Geoff, I was trying to make the point that as a money saving exercise it only works if Luxembourg is on route, but that's not the only reason to travel somewhere.

When you cross Belgium do you travel via Lille or Bruxelles ?

Our favoured Luxembourg route is Calais - Dunkerque - Lille - Mons - Namur - Luxembourg. From the A16 Autoroute at Calais it's free motorway all the way.


----------



## Exem (Mar 12, 2006)

veevee said:


> When you cross Belgium do you travel via Lille or Bruxelles ?
> 
> Our favoured Luxembourg route is Calais - Dunkerque - Lille - Mons - Namur - Luxembourg. From the A16 Autoroute at Calais it's free motorway all the way.


Agreed and the same route as you.

Also, we have stayed overnight at the Tournai aire and plan to do so again.

Geoff


----------



## veevee (Nov 6, 2011)

Also, we have stayed overnight *at the Tournai aire* and plan to do so again.

Is that on the motorway or in the town? Do you have a reference for it please.


----------



## Zozzer (Aug 13, 2006)

veevee said:


> Our favoured Luxembourg route is Calais - Dunkerque - Lille - Mons - Namur - Luxembourg. From the A16 Autoroute at Calais it's free motorway all the way.

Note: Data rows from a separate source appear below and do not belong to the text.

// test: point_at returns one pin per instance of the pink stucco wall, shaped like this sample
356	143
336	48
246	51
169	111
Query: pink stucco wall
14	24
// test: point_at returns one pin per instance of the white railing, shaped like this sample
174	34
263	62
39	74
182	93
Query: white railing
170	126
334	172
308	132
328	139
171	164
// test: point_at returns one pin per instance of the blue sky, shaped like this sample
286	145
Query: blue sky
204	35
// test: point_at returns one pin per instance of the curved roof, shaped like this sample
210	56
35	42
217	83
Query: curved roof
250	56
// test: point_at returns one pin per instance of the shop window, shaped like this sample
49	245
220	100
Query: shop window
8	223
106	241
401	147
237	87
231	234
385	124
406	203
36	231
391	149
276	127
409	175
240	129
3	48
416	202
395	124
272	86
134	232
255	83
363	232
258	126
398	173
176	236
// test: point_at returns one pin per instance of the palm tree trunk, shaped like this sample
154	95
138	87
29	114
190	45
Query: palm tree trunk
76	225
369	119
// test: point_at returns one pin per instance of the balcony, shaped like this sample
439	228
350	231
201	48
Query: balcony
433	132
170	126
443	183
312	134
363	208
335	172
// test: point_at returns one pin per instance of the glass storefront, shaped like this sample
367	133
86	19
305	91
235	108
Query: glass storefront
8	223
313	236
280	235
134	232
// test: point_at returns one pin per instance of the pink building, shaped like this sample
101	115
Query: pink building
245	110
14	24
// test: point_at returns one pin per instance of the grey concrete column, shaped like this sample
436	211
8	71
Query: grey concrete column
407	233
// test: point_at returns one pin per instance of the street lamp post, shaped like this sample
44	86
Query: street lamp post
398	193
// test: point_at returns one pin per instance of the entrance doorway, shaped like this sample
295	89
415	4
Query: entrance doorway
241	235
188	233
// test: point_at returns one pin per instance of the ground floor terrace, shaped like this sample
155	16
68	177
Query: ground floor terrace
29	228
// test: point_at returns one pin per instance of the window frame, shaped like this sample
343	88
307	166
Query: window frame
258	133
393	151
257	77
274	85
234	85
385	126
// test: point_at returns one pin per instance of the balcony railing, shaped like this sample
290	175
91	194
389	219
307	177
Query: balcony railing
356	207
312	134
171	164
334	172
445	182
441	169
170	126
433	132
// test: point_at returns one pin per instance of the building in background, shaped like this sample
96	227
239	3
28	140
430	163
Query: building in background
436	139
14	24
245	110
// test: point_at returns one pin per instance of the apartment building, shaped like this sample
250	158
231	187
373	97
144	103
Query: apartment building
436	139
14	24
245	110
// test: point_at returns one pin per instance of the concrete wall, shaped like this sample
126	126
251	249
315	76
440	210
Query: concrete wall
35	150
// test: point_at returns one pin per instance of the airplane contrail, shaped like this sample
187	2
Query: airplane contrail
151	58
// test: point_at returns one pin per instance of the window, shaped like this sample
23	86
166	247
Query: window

Totally agree, used this route myself when heading to Switzerland and to Trier. But then again I hate the Brussels ring road.

One thing I will say about diesel in Luxembourg is don't fill up on the motorways as it's more expensive than in the towns.


----------



## WildThingsKev (Dec 29, 2009)

A bit off topic but regarding the Swiss 10 day permit for over 3.5t vehicles.

When we were there I only completed it for the days we were on the road, not in campsites, because I reasoned why have dates to fill in if it was a consecutive 10 days.

However, by the time we left I decided that it should be completed each day you are in the country and the reason for the dates being filled in was for vehicles from neighbouring countries driving in and out again delivering/collecting etc.

It wasn't checked.

Kev


----------



## Exem (Mar 12, 2006)

veevee said:


> Also, we have stayed overnight *at the Tournai aire* and plan to do so again.
> 
> Is that on the motorway or in the town? Do you have a reference for it please.


It's in the town and it's in the campsite database:
Tournai aire

One thing to watch - last September we couldn't use it as there was an enormous fair on the car park/aire. Looks like it's an annual event and it's on for three weeks:
Tournai events

Geoff


----------